1. Define the causal question you want to estimate, including who counts as treated and what spillover means in your network.
2. Choose a network setting to study, such as a public dataset or simulated graphs with known structure.
3. Decide which nuisance models you will fit, one for treatment assignment and one for outcomes.
4. Build a simulation plan that lets you compare the doubly robust estimator with simpler estimators under the same conditions.
5. Select evaluation metrics before running code, such as bias, variance, root mean squared error, and confidence interval coverage.
6. Plan sensitivity checks that change network structure, spillover strength, and model misspecification one at a time.

Common Pitfalls

• Ignoring interference and treating connected people as if they were independent, which can make the effect estimate look cleaner than it really is.
• Using a network dataset without checking whether nodes, edges, and attributes are complete, which can distort the treatment mechanism.
• Comparing estimators on different simulated data draws, which makes one method look better for the wrong reason.
• Fitting overly flexible models without holdout testing, which can hide overfitting inside the doubly robust pipeline.
• Reporting only one summary statistic, which can miss whether the estimator fails in clustered or highly connected parts of the network.

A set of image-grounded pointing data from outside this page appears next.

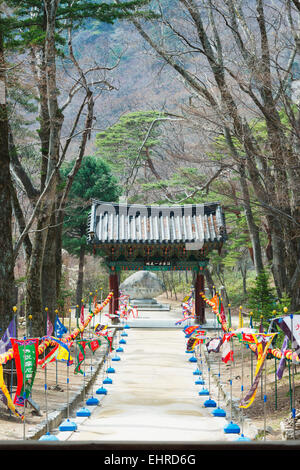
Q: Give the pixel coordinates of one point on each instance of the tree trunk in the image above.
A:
(6, 245)
(252, 227)
(49, 270)
(79, 286)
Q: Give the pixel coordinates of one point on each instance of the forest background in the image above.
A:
(156, 102)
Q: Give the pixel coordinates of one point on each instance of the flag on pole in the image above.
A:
(82, 314)
(80, 357)
(26, 359)
(5, 396)
(282, 362)
(290, 325)
(189, 330)
(227, 351)
(49, 325)
(214, 345)
(10, 332)
(263, 342)
(101, 330)
(60, 353)
(94, 345)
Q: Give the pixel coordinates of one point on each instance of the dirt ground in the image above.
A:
(264, 415)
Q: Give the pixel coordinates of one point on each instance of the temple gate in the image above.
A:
(170, 238)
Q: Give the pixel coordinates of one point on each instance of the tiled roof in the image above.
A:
(113, 223)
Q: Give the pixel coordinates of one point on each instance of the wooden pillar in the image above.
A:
(199, 302)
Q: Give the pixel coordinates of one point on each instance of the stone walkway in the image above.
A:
(153, 397)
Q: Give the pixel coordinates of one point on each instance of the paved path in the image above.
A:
(153, 396)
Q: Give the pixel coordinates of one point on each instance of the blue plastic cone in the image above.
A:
(108, 380)
(192, 359)
(68, 425)
(199, 382)
(48, 437)
(210, 403)
(219, 412)
(116, 358)
(204, 391)
(232, 428)
(101, 391)
(243, 438)
(83, 412)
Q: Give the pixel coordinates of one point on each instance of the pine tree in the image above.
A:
(262, 300)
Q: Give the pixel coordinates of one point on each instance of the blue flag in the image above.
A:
(59, 328)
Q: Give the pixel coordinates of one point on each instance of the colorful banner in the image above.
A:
(263, 342)
(80, 356)
(60, 353)
(10, 332)
(59, 328)
(94, 344)
(5, 396)
(26, 359)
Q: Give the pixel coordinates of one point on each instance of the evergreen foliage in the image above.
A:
(93, 180)
(262, 300)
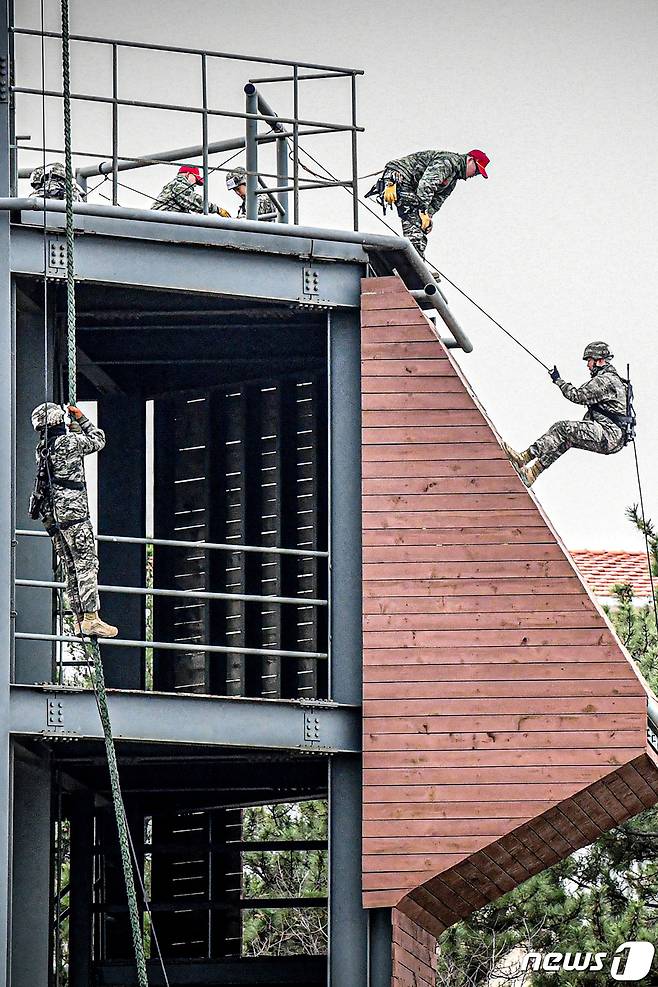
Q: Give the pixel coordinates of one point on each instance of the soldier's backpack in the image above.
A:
(628, 422)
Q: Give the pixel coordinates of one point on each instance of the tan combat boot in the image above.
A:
(530, 473)
(519, 459)
(93, 626)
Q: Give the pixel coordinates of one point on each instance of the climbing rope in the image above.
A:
(91, 645)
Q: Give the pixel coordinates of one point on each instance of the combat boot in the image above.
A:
(519, 459)
(530, 473)
(93, 626)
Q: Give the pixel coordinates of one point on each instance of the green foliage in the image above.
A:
(596, 899)
(284, 874)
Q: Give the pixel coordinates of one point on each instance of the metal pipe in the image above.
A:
(374, 241)
(204, 130)
(195, 594)
(179, 543)
(355, 166)
(295, 144)
(173, 646)
(251, 145)
(231, 56)
(176, 108)
(115, 126)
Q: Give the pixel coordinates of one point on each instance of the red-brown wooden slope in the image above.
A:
(504, 725)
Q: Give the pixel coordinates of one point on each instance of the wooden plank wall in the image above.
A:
(494, 688)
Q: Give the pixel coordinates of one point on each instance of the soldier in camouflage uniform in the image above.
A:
(236, 181)
(179, 194)
(420, 183)
(605, 397)
(51, 183)
(65, 510)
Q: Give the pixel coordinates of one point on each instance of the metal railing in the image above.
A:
(198, 594)
(257, 111)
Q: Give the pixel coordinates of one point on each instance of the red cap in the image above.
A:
(481, 161)
(193, 170)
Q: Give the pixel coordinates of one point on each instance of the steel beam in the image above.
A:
(193, 267)
(248, 971)
(47, 711)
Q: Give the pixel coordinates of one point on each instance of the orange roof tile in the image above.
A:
(603, 570)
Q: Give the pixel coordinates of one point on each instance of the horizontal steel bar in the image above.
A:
(181, 108)
(301, 76)
(180, 543)
(188, 719)
(195, 594)
(174, 646)
(189, 51)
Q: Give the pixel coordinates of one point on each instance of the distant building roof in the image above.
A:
(603, 570)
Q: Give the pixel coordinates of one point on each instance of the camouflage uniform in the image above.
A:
(424, 181)
(595, 432)
(54, 184)
(179, 195)
(66, 517)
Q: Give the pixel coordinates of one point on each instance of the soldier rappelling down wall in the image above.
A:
(179, 194)
(606, 428)
(418, 185)
(50, 182)
(236, 181)
(60, 501)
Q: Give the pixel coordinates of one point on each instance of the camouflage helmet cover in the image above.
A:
(598, 350)
(47, 414)
(54, 170)
(236, 177)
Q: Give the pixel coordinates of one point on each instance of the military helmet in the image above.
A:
(598, 350)
(235, 178)
(47, 415)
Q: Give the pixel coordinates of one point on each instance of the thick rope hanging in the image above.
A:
(91, 646)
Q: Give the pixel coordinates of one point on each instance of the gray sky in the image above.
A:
(559, 245)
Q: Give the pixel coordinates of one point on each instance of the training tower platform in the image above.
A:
(329, 581)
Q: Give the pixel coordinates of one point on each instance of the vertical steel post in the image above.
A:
(355, 165)
(204, 119)
(348, 925)
(295, 143)
(115, 125)
(282, 176)
(251, 130)
(6, 487)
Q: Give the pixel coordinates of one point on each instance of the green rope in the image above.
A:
(97, 665)
(70, 268)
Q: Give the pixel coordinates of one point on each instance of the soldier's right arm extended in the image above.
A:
(91, 439)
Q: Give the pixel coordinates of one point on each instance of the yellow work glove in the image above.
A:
(391, 195)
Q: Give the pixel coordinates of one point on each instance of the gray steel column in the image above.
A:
(30, 907)
(282, 176)
(380, 958)
(6, 491)
(34, 557)
(348, 923)
(121, 511)
(251, 132)
(81, 894)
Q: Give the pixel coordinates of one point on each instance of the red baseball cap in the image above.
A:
(481, 161)
(193, 170)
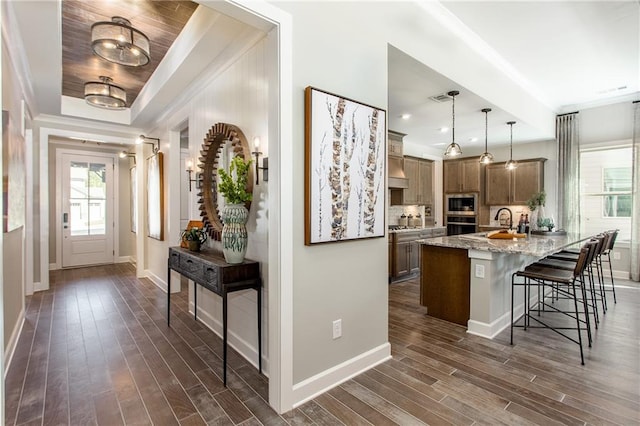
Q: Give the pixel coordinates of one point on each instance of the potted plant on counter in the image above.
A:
(194, 237)
(233, 187)
(539, 220)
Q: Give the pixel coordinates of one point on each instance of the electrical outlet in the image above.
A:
(479, 271)
(337, 328)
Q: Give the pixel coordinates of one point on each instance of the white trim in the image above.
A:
(281, 194)
(322, 382)
(37, 286)
(241, 346)
(28, 230)
(115, 195)
(13, 342)
(491, 330)
(45, 134)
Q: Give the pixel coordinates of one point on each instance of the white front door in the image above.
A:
(87, 210)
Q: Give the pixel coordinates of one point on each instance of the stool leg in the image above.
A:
(575, 301)
(613, 286)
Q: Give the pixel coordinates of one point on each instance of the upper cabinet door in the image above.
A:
(471, 175)
(515, 187)
(497, 180)
(527, 180)
(461, 175)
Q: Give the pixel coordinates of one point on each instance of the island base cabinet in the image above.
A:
(444, 283)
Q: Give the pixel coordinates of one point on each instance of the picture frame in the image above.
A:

What Makes This Competitive

A competitive version of this project goes past a simple simulation. You would compare several network types, test misspecified nuisance models, and report how often confidence intervals actually cover the true effect. You could also separate direct effects from spillover effects, then test whether the estimator behaves differently for each one. Strong analysis and careful assumptions matter more than fancy code.

Project Variations

• Use a public friendship network and compare estimators under different levels of spillover.
• Simulate school or online community networks and test how cluster size changes estimator accuracy.
• Study whether the estimator behaves differently when treatment is binary versus continuous.

Learn More

• Stanford SNAP: Search the Stanford Network Analysis Project for open network datasets and graph benchmarks.
• NIH PubMed: Search for review articles on causal inference with interference and network spillovers.
• Journal of the American Statistical Association: Search for papers on doubly robust estimation and treatment effects under interference.
• MIT OpenCourseWare: Look for probability, statistics, and causal inference course materials from MIT.
• NIST/SEMATECH e-Handbook of Statistical Methods: Use it for confidence intervals, model checking, and regression basics.